Genre: Literary Fiction
Published by: Tortoise Books
Publication Date: March 4, 2025
Number of Pages: 242
ISBN: 9781948954914 (ISBN10: 1948954915)
Book Links: Amazon | Barnes & Noble | BookShop.org | Goodreads | Tortoise Books

Read an excerpt:

Afterward, I broke open. I cried. I held him so tight I left nail marks in his skin. What were a few more marks now?

The EMTs ungently separated us, and, with the coordination of motions necessitated a thousand times, they deftly lifted Kyle from the malignity of our apartment floor to a gurney that could barely contain his tall frame.
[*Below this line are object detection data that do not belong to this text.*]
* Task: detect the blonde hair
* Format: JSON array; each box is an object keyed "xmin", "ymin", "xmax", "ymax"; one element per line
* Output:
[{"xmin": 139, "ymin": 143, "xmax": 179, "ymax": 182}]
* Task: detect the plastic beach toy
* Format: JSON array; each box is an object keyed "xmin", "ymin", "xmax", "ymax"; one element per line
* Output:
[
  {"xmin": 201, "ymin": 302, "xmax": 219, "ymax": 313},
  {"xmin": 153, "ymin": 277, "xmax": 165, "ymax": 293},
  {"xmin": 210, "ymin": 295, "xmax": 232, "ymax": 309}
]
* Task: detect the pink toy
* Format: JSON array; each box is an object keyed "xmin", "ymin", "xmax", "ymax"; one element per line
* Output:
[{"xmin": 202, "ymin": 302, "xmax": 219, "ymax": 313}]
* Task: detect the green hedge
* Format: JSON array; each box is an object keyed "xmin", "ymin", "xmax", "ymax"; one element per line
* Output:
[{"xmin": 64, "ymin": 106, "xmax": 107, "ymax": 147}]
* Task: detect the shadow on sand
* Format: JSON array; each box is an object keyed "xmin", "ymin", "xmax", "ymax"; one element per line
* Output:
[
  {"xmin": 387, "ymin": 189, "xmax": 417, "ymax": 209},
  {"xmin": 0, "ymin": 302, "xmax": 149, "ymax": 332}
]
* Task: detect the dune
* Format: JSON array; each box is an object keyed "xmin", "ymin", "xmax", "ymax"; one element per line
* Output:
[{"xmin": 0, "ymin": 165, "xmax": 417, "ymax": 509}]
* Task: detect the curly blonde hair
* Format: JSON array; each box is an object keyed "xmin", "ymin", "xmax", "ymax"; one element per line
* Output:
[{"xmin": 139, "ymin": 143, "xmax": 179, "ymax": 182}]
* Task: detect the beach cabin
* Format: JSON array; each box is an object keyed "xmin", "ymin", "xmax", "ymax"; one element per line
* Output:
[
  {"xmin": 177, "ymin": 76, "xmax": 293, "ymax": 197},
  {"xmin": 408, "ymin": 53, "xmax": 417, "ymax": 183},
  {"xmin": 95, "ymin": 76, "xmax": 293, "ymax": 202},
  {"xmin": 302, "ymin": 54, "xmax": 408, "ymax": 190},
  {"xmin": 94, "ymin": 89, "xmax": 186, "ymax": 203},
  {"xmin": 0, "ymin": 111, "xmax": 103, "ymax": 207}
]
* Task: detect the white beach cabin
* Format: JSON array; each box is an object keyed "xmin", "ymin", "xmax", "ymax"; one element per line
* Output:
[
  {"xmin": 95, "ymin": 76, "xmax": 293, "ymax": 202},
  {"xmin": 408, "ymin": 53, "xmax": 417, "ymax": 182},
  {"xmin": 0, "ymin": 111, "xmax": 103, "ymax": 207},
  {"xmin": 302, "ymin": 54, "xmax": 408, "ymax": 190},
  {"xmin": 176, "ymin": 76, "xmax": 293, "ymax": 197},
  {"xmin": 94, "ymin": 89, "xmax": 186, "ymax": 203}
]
They secured him under a thin blanket pulled all the way up to his chin and rushed him out our door into the hallway, past building onlookers, toward a waiting elevator, shouting to me which hospital to meet him at.

Then I was there, by myself, panting, kneeling on the floor, staring at my still-connected phone nearby with the 911 operator trying to get my attention. I disconnected and a moment later listened to the sirens reverberating off the impenetrable glass apartment towers around us as the ambulance pulled away.
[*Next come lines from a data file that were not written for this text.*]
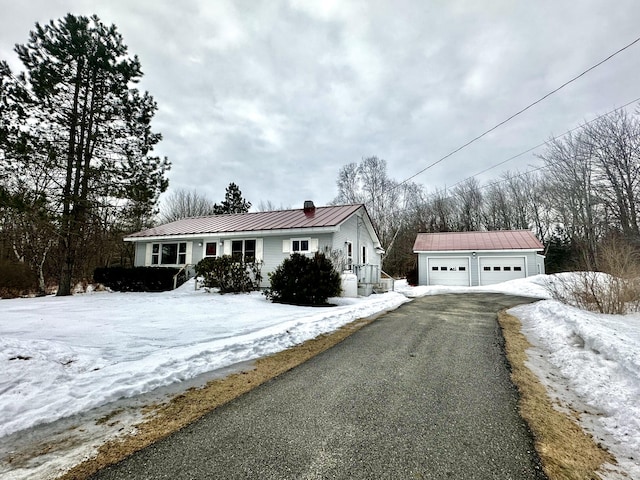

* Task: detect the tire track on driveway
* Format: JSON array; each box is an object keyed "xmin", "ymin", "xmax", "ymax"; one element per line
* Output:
[{"xmin": 92, "ymin": 293, "xmax": 545, "ymax": 480}]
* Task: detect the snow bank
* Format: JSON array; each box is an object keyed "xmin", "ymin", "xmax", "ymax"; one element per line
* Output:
[
  {"xmin": 509, "ymin": 300, "xmax": 640, "ymax": 478},
  {"xmin": 0, "ymin": 282, "xmax": 407, "ymax": 437}
]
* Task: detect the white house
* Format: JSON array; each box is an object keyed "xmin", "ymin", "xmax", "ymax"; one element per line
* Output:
[
  {"xmin": 413, "ymin": 230, "xmax": 545, "ymax": 286},
  {"xmin": 124, "ymin": 201, "xmax": 384, "ymax": 293}
]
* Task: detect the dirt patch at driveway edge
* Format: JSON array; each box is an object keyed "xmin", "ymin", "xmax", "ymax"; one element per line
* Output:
[
  {"xmin": 58, "ymin": 312, "xmax": 386, "ymax": 480},
  {"xmin": 498, "ymin": 311, "xmax": 616, "ymax": 480}
]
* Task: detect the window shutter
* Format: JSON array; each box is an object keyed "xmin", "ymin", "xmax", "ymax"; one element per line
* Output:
[
  {"xmin": 144, "ymin": 243, "xmax": 153, "ymax": 267},
  {"xmin": 256, "ymin": 238, "xmax": 264, "ymax": 261}
]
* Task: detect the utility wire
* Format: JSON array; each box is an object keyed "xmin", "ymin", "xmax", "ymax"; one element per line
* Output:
[
  {"xmin": 395, "ymin": 31, "xmax": 640, "ymax": 188},
  {"xmin": 449, "ymin": 97, "xmax": 640, "ymax": 188}
]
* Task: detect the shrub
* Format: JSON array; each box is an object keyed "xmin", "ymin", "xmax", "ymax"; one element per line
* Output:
[
  {"xmin": 0, "ymin": 260, "xmax": 36, "ymax": 298},
  {"xmin": 407, "ymin": 268, "xmax": 418, "ymax": 287},
  {"xmin": 93, "ymin": 267, "xmax": 187, "ymax": 292},
  {"xmin": 265, "ymin": 253, "xmax": 341, "ymax": 305},
  {"xmin": 547, "ymin": 237, "xmax": 640, "ymax": 315},
  {"xmin": 195, "ymin": 255, "xmax": 262, "ymax": 293}
]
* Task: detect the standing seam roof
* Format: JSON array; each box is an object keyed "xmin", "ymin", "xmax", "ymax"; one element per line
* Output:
[
  {"xmin": 413, "ymin": 230, "xmax": 544, "ymax": 252},
  {"xmin": 125, "ymin": 204, "xmax": 363, "ymax": 239}
]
I stared straight ahead, so flooded with emotion that none could get out. I fingered one of the smooth buttons on the front of my jacket until it felt uneven, and realized I had loosened the thread holding it on. I looked down at the ruined thread, thinking about how much effort it would require to fix it later.

I raised my eyes from the thread to the unholy mess that surrounded me, and thought of the money we had to put down to get this place, the most we had ever had to come up with, what almost kept us from getting the apartment.
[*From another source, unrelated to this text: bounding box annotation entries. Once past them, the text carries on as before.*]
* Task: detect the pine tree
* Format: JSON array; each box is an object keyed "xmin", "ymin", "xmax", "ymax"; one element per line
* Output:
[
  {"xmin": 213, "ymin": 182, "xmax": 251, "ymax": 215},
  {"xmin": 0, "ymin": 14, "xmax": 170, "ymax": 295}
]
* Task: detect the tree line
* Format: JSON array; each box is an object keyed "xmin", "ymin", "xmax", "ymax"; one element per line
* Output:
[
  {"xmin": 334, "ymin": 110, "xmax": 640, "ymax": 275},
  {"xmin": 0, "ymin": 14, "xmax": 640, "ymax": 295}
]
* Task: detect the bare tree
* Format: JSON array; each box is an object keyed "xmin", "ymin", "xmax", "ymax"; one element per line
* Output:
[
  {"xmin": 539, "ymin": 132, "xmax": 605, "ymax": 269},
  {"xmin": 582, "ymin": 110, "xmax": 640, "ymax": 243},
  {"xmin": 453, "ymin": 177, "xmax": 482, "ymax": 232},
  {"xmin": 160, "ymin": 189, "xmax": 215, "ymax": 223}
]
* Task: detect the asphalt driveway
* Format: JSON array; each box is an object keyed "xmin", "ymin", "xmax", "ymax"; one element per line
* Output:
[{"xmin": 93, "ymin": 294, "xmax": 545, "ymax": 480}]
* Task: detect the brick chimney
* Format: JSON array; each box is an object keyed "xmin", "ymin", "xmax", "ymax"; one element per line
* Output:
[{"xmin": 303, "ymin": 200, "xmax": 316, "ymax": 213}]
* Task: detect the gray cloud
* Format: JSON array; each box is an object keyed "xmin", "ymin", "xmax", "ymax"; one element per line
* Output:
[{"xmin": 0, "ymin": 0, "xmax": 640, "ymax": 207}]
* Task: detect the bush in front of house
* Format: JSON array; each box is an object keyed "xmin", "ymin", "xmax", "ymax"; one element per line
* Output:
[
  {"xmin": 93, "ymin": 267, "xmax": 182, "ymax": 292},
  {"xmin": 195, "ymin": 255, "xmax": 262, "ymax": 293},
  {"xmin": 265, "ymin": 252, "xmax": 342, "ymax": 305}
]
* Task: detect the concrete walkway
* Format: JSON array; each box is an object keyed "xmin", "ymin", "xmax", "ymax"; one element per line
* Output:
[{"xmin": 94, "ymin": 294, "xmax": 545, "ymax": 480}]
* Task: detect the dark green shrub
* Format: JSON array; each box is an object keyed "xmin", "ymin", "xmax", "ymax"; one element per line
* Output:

The wailing of the ambulance was farther away now, and I could hear the disquieted murmuring of our neighbors outside our still-open door.

I picked my keys up off the floor, gathered my phone and purse, smoothed down my skirt, and walked—unsteady, chin raised—out the door into the sea of rubberneckers, locking our apartment behind me.

I do not remember getting in the elevator or pressing P so it would sink me down to the level of my car. But that is where I found myself. I do not remember making my way out of the gray parking cavern, across the snowy streets filled with work day stragglers trying to get home, to the hospital. But there it was. It loomed into view ahead of me, and I did not know if I had come to it or it to me. I followed the burning red Emergency signs, as this undeniably was an emergency, right? Or had that moment passed? Then I just kept following—following signs, following instructions, following people. It was all I could do.

I answered endless questions from untouchable people in glass enclosures whose entire job was to guide people through this plane that existed outside our normal lives. Finally, when all the check-ins were completed and necessary information provided, I sat down to wait. I was in the emergency room waiting area, my face paralyzed in a thousand-yard-stare, as hours or years slipped by, surrounded by people stuck in the sucking mud of sickness and trauma.

I needed to call Kyle’s mom.

Instead, I called my mom. Voicemail. I wanted the recording of her voice to come alive and talk to me. But I forgot, it is Wednesday. Mom is on a plane to Italy with two of her friends: her dream trip. “Mom, something’s happened. Give me a call when you can.”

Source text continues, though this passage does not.